Qu’un jeune activiste de la société civile soit poursuivi par la justice militaire pour terrorisme et appel à la rébellion au motif qu’il aurait déclaré, même si cette déclaration était avérée, que « le Congo de la colonisation était de loin meilleur que celui dirigé par Félix Tshisekedi » relève non seulement du ridicule, mais du scandale institutionnel. Un État sûr de lui ne craint pas une opinion ; un État fragile, si. Dans aucun système pénal sérieux, une opinion, même choquante, discutable ou provocatrice, ne constitue pas un crime. Le droit pénal congolais ne punit pas les comparaisons historiques, ne criminalise pas les jugements politiques, et ne transforme pas la nostalgie, l’ironie ou la critique en terrorisme. Qualifier une phrase d’ « appel à la rébellion » sans le moindre acte, sans réseau, sans intention démontrée, revient à tordre la loi jusqu’à la briser, confondant ainsi la justice avec la vengeance politique.

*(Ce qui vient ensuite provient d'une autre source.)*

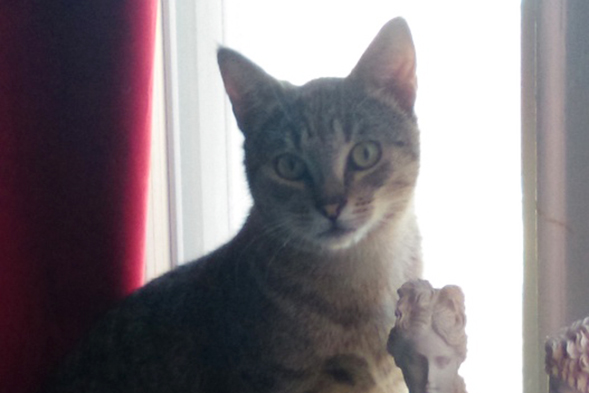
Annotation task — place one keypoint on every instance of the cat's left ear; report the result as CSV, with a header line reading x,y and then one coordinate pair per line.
x,y
388,65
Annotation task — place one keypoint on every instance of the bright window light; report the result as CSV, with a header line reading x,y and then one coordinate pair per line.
x,y
468,105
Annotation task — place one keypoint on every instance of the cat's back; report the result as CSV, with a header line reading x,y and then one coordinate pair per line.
x,y
167,336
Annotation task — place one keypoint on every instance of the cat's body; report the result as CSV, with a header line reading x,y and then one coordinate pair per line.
x,y
303,298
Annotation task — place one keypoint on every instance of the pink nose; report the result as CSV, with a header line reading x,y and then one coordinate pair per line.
x,y
332,210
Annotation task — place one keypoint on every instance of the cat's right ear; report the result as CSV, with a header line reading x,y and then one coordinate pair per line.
x,y
248,86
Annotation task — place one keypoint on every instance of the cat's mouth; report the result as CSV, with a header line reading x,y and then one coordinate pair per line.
x,y
338,237
337,232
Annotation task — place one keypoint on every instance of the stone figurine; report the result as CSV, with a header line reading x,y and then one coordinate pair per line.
x,y
567,359
428,341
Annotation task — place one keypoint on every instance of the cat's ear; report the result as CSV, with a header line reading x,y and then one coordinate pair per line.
x,y
249,87
388,65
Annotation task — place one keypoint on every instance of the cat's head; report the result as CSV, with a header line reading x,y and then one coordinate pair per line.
x,y
332,160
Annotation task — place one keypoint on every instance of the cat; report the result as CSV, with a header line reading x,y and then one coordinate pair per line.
x,y
303,298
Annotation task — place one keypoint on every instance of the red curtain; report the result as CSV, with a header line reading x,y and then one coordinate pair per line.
x,y
75,96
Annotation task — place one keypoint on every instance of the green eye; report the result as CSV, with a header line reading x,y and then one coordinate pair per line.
x,y
289,167
365,155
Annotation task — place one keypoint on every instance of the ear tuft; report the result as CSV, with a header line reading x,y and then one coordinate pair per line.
x,y
246,84
388,65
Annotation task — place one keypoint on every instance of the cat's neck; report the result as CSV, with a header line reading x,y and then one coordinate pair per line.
x,y
383,260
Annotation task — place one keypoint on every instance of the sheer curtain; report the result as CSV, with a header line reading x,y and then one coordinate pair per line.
x,y
75,99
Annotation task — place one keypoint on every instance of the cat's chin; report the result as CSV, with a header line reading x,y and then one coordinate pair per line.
x,y
338,239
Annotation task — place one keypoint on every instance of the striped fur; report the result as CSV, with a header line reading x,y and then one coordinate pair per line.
x,y
303,298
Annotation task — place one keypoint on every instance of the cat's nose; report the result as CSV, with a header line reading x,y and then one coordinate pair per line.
x,y
332,210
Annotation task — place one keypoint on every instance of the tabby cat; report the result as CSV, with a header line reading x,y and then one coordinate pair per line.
x,y
303,298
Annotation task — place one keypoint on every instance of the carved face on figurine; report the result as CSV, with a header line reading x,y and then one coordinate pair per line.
x,y
428,341
429,364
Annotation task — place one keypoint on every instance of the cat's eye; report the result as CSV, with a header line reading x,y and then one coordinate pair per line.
x,y
365,155
289,167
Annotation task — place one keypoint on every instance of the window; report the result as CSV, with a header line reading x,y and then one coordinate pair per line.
x,y
469,192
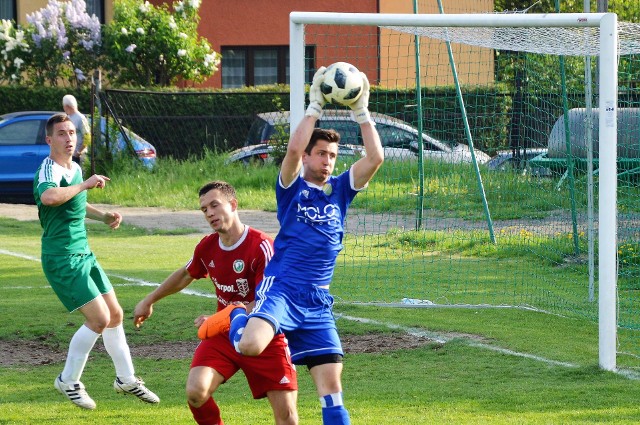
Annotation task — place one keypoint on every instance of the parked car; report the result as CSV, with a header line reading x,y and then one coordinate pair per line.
x,y
399,139
506,161
23,148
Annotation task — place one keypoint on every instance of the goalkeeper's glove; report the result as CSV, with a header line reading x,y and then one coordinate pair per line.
x,y
360,107
316,99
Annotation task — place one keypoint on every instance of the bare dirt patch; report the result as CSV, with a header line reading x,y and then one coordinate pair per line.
x,y
34,353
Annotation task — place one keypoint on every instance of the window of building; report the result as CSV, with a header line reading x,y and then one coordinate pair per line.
x,y
256,65
95,7
8,10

Une justice militaire instrumentalisée : un précédent dangereux
Que vient faire la justice militaire dans un dossier qui ne relève ni de la discipline des forces armées, ni d’un acte de guerre, ni d’une menace sécuritaire réelle ? Rien ne le justifie, rien ne l’explique, rien ne l’excuse. Le simple fait que le Conseil national de sécurité (CNS) détienne un civil pour une opinion politique devrait alarmer toute conscience républicaine. C’est une dérive grave, un glissement inquiétant vers un État où la critique devient un crime et la pensée, une menace. Étienne Tshisekedi, l’un des illustres pères de notre jeune démocratie, aurait des larmes s’il apprenait ce qui arrive à son pays. E. P. Lumumba dirait à son tour : « La liberté d’expression n’est pas un cadeau du gouvernement de la République démocratique du Congo, c’est un droit fondamental du peuple congolais. »

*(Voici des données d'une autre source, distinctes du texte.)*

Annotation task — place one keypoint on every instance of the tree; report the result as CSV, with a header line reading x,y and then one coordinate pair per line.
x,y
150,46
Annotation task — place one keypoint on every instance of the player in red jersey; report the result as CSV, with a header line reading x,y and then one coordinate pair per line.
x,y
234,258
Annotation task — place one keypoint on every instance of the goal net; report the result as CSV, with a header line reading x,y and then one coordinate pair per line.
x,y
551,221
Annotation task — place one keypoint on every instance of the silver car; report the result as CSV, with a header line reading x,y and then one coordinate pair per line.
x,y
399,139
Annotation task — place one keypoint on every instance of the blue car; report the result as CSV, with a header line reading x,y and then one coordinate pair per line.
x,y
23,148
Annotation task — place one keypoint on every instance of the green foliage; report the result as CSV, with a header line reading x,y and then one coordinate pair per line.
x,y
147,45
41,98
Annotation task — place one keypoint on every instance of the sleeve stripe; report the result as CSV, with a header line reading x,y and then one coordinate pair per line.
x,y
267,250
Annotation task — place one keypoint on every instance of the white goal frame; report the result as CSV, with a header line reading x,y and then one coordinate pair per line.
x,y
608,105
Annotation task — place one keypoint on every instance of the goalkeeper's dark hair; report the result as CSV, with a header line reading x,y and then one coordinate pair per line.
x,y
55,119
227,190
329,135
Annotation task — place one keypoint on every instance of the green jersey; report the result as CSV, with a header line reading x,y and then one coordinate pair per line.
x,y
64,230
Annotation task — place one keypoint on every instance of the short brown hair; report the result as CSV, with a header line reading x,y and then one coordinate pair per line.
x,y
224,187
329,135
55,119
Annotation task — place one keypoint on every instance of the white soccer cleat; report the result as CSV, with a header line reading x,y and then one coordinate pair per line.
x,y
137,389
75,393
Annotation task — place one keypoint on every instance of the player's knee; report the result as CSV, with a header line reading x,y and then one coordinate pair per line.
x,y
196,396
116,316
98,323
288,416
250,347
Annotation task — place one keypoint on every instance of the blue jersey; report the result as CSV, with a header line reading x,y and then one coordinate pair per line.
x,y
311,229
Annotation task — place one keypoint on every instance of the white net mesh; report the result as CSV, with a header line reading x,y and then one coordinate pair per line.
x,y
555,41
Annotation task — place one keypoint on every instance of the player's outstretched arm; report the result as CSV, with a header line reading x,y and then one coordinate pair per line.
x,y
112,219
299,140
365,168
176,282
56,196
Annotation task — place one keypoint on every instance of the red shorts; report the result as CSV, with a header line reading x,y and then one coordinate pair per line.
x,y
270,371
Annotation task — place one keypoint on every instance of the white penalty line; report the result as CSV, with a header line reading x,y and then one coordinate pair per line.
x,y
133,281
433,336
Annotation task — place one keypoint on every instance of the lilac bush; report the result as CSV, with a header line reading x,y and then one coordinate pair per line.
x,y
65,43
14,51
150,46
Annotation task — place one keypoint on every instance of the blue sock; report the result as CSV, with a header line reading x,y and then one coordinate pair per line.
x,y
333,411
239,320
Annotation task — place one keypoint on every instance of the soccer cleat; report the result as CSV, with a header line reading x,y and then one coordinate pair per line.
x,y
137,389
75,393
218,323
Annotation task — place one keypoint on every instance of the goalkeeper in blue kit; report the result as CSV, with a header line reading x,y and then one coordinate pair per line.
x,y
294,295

Le magistrat n’est pas un exécutant : il est un rempart
On ne le répétera jamais assez : un magistrat n’est pas un serviteur du pouvoir, mais un serviteur de la loi. Il a le devoir, non la permission, le devoir de dire : « Je ne poursuis pas, car il n’y a rien en fait ni en droit. » C’est cela, l’indépendance ; c’est cela, la noblesse de la fonction ; c’est cela, la responsabilité devant l’histoire. Car l’histoire retiendra qui a résisté, qui a cédé, qui a servi la justice et qui a servi l’iniquité.

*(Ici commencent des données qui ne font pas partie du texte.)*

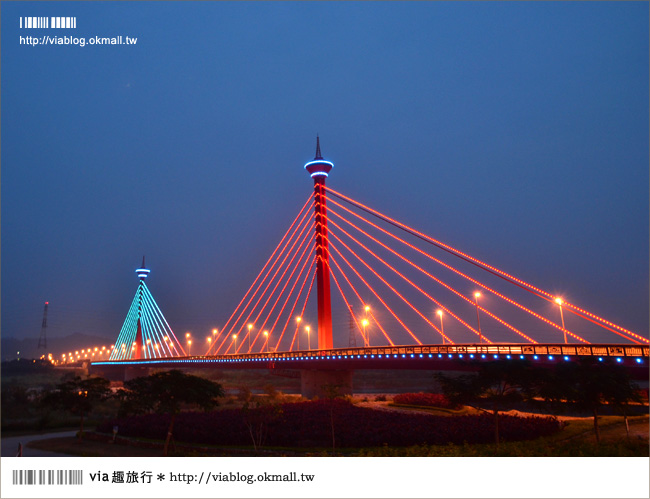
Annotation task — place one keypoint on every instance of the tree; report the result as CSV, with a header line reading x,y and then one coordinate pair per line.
x,y
258,414
78,396
497,385
167,393
589,384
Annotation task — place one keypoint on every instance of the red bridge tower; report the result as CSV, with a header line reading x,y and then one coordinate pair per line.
x,y
319,170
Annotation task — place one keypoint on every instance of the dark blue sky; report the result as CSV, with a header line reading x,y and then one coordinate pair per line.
x,y
517,132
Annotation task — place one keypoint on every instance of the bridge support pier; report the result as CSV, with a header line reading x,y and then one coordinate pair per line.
x,y
325,383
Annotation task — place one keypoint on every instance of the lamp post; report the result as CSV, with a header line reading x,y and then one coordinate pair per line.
x,y
442,329
364,323
480,336
559,302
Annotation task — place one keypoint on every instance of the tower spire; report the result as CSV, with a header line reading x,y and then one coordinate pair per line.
x,y
318,154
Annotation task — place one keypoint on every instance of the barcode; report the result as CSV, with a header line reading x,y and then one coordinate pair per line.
x,y
48,22
48,477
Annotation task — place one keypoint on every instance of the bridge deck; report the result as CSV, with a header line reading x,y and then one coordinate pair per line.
x,y
404,357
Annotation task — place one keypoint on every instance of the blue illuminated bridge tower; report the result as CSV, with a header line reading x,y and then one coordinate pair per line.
x,y
145,333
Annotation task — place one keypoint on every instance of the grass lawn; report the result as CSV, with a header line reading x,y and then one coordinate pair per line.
x,y
575,440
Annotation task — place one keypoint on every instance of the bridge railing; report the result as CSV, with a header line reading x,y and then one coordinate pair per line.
x,y
610,350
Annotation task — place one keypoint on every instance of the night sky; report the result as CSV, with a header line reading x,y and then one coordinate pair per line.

Un acte d’accusation si faible qu’il s’effondre sous son propre poids
Il suffisait de regarder le jeune officier du ministère public pour comprendre le malaise. Elle-même semblait incapable de défendre un acte d’accusation qu’elle avait probablement rédigé des mois plus tôt, sous pression, sans conviction ni base juridique solide. Son hésitation n’était pas de l’incompétence, mais la gêne de devoir défendre l’indéfendable. Quant au président du tribunal, son visage trahissait une incompréhension profonde : comment juger un dossier qui ne tient pas debout ? Comment condamner un citoyen pour une opinion ? Comment justifier l’injustifiable ? La question est désormais simple : sera-t-il guidé par la sagesse ou cédera-t-il à la lâcheté ?
Ce procès est une honte, mais il peut encore devenir un sursaut
Le procès Onokomba est une tache sur notre justice. Mais il peut devenir un tournant si les magistrats décident enfin de rappeler que la justice n’est pas une arme politique, que la critique ne constitue pas un crime, que la pensée n’est pas un danger, et que la liberté d’expression n’est pas négociable. Un État qui emprisonne des opinions est un État qui a peur. Un État qui protège la liberté, même quand elle dérange, est un État qui se respecte. Il est temps que la justice congolaise choisisse de quel côté de l’histoire elle veut se tenir.